In any case, Anderson's description of the evils of strict liability illustrate a home truth of capitalism: large corporate firms can only operate over a large market area if there is a state acting coercively to overcome the transaction costs of dealing with numerous local entities, and enabling it to operate under a single legal identity in all of them. The transaction costs of bottom-up federation of mutual defense associations, in a free market anarchy, would be considerably higher than those involved in imposing a single set of rules from the top-down. For firms that had to operate over a large area--those specializing in geographically limited commodities, for example--the benefits would probably be worth the cost.
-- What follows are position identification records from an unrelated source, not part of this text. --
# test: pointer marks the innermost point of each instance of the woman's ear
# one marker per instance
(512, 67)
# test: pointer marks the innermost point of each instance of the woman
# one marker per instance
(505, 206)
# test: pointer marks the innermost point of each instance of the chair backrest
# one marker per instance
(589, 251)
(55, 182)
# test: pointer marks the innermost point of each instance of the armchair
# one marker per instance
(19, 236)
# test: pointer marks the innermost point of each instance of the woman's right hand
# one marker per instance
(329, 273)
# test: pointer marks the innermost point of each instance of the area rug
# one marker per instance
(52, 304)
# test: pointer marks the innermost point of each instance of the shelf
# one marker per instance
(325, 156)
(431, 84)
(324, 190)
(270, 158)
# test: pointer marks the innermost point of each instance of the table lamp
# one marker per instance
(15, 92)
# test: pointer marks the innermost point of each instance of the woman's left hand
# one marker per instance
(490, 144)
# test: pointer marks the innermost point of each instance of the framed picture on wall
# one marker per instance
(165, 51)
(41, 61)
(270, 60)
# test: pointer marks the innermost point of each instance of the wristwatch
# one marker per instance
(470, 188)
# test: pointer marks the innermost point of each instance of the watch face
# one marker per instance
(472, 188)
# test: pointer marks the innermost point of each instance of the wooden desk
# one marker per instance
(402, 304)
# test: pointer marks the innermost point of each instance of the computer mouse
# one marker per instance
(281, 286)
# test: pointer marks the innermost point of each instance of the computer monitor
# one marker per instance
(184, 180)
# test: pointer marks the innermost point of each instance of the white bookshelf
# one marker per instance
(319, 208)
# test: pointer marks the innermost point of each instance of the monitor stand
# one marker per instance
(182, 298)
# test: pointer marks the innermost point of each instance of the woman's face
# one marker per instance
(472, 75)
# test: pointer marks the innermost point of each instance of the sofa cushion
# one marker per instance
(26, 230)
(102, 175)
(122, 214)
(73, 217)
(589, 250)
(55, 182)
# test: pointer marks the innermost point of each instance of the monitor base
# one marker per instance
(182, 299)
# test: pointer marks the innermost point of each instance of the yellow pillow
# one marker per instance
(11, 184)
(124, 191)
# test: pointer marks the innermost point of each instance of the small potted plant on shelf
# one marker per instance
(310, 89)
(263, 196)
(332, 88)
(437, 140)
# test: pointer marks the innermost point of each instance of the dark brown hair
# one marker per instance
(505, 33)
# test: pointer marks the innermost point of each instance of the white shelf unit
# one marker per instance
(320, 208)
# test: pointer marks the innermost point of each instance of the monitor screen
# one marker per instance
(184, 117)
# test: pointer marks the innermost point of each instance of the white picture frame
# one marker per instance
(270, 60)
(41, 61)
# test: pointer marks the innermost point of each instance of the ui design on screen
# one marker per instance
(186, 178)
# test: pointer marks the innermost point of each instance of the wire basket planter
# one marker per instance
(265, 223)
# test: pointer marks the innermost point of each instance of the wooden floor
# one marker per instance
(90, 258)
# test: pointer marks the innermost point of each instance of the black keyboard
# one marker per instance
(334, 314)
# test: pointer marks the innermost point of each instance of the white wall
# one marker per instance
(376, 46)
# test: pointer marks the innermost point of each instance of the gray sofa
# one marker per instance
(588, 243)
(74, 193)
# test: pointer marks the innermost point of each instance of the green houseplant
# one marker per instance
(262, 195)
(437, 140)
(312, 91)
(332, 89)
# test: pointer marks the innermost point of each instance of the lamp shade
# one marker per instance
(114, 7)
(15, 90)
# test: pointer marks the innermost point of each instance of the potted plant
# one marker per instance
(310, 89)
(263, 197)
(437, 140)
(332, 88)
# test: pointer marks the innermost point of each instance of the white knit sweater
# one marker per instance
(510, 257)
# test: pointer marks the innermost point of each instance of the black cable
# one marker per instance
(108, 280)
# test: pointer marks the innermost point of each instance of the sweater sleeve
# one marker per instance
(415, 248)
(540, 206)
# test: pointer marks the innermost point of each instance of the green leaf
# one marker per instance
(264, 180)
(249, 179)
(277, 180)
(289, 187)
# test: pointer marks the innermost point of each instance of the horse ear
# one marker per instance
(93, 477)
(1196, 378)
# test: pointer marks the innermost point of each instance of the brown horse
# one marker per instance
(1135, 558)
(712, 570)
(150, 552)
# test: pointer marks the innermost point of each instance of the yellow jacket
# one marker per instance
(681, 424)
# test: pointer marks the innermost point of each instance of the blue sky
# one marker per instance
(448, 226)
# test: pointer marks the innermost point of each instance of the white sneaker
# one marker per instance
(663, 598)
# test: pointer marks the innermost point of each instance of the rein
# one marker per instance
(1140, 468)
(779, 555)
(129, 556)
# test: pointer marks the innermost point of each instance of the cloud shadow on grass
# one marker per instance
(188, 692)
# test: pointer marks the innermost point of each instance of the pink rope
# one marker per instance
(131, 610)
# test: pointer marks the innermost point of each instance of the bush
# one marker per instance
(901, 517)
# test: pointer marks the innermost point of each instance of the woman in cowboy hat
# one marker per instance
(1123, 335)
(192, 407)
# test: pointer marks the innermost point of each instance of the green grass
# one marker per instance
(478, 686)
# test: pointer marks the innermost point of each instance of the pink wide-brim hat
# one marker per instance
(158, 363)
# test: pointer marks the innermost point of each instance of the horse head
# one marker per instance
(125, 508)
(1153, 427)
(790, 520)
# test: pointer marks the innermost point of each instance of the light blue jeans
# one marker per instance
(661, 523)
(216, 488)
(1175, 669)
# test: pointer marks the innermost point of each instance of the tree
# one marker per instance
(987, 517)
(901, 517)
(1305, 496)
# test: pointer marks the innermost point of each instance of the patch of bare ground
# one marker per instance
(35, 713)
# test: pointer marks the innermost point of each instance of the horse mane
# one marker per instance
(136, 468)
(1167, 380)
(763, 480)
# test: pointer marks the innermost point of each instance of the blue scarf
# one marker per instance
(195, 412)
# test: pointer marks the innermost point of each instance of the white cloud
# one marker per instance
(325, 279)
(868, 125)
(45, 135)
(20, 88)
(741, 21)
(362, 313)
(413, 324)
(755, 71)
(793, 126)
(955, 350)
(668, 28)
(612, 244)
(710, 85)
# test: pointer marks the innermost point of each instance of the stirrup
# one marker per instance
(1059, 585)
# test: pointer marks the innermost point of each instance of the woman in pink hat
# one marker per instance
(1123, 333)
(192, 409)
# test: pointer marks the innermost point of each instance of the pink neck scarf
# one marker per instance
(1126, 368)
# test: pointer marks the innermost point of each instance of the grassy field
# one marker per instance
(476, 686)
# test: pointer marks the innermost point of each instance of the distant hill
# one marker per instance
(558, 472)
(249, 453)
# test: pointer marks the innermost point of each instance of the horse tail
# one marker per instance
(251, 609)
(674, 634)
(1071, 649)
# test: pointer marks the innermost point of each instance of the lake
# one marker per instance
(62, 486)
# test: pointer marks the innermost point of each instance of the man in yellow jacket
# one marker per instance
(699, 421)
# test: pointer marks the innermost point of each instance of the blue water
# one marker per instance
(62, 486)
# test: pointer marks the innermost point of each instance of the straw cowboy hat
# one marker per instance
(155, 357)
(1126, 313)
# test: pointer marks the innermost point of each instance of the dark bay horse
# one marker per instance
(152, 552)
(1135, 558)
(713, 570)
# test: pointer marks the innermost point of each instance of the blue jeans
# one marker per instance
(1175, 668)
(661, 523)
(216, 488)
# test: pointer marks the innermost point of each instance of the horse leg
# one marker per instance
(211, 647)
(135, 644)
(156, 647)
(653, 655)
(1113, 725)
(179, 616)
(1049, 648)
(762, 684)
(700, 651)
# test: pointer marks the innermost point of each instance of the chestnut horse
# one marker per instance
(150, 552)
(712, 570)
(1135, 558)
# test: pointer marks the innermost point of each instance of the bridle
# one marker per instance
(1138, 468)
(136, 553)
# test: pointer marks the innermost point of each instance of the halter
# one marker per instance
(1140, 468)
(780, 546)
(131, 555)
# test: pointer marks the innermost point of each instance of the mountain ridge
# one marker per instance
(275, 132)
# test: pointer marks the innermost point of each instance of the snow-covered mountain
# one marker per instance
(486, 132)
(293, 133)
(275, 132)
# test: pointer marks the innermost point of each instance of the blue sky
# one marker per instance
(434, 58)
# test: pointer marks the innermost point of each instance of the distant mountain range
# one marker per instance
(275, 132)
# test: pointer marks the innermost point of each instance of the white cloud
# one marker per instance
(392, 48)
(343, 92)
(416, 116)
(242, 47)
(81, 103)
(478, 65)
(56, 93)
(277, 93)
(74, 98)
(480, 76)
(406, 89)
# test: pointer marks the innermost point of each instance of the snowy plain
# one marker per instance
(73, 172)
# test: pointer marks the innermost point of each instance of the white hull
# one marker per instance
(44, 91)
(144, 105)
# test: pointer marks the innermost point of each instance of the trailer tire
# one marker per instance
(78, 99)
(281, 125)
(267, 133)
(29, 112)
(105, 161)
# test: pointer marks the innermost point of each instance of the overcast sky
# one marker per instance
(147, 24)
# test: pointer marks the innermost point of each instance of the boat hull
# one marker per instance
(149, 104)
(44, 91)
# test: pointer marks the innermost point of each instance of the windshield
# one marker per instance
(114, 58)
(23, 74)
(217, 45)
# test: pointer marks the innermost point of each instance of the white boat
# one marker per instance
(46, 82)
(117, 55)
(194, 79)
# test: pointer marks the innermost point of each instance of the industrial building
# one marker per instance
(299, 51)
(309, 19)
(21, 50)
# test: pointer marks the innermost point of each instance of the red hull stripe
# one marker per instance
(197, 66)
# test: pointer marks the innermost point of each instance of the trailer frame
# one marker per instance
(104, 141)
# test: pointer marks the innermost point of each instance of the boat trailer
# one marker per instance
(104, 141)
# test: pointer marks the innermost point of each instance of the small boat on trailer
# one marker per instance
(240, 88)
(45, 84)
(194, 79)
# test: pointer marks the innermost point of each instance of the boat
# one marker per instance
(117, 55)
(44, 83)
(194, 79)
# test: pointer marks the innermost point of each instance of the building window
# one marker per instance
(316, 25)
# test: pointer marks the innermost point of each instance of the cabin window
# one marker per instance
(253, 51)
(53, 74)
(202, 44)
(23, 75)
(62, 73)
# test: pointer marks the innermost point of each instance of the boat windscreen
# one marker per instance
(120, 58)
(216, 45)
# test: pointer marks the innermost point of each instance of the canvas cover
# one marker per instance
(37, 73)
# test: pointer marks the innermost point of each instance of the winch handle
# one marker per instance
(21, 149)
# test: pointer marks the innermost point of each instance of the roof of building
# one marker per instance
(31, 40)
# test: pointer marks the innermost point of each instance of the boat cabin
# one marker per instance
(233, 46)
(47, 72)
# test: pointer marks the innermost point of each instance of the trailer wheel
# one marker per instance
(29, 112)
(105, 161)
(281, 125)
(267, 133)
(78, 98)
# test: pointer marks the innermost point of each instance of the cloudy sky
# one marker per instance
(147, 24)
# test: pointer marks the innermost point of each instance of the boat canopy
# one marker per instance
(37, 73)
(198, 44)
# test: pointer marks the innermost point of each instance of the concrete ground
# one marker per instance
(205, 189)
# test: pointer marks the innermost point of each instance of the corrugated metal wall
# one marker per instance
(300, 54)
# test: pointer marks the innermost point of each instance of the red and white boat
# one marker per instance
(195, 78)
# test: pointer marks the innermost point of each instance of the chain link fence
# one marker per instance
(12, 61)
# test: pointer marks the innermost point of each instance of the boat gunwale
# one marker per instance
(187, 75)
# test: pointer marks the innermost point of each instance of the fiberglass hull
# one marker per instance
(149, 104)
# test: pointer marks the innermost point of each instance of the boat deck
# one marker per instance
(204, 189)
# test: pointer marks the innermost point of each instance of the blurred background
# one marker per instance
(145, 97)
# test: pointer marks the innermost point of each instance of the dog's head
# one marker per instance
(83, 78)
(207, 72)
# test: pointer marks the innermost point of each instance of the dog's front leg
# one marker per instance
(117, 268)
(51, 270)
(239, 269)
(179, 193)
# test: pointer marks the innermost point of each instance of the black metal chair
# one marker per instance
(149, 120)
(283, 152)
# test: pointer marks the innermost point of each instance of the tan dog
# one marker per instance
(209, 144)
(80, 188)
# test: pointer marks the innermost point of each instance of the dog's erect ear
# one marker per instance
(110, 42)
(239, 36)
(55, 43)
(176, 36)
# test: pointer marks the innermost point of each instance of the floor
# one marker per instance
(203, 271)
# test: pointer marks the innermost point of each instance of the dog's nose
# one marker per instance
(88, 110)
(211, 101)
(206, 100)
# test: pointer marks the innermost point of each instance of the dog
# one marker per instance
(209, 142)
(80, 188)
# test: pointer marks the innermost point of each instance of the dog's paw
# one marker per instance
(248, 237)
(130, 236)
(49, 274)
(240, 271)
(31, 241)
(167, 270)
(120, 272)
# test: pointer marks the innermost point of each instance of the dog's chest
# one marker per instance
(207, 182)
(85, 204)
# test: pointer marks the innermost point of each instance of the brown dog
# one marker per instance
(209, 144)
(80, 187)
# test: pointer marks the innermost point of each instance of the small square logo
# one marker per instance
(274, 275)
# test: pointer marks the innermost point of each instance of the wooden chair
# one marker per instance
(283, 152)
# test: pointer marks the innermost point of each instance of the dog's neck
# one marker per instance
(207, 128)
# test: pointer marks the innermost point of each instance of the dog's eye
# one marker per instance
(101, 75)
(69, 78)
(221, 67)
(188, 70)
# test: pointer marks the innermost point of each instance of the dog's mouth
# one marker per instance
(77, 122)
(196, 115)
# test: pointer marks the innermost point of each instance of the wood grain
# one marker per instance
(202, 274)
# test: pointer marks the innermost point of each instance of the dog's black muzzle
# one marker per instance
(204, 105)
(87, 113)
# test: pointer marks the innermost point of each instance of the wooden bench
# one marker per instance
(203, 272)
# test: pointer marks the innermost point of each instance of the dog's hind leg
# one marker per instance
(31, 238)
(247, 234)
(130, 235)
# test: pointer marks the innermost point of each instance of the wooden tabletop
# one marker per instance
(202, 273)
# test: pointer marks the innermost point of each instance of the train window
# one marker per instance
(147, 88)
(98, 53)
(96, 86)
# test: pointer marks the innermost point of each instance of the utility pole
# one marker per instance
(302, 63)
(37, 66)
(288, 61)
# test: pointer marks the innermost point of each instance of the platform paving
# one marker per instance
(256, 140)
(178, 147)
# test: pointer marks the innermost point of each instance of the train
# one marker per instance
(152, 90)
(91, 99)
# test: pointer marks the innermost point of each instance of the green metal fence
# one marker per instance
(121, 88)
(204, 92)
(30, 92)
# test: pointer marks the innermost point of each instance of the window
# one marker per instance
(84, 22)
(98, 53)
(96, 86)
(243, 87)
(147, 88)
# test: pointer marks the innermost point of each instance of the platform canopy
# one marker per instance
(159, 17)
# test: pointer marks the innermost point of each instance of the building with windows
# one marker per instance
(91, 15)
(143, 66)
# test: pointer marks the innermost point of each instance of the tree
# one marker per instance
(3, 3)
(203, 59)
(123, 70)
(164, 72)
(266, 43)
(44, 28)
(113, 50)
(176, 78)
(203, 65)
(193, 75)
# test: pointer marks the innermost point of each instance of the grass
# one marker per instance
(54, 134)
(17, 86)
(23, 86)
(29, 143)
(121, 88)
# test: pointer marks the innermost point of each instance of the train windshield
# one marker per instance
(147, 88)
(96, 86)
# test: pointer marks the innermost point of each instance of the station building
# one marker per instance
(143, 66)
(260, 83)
But the centralized control of many local production facilities by multi-unit firms would almost certainly be prohibitively expensive.

Thus we see, in the Gilded Age, the rise of a truly federal commercial law, the enforcement of corporate rights under Fourteenth Amendment jurisprudence, etc. For the corporate revolution to take place on a continental scale, there had to be a political entity geographically coextensive with the large corporations to protect them against local governments, and to subsidize their operating costs. Similarly, in the post-WWII era we see the rise of global capitalism coinciding with the creation of a de facto world government in the form of the Bretton Woods institutions (the World Bank, IMF, and the GATT process). The institutional base was completed in the 1990s with the World Trade Organization, a revival of an abortive proposal originally made at the same time as the other Bretton Woods agencies but rejected by a Congress more touchy about issues of national sovereignty than at present.

As Roy Childs suggested, liberal intellectuals have been the running dogs of big business.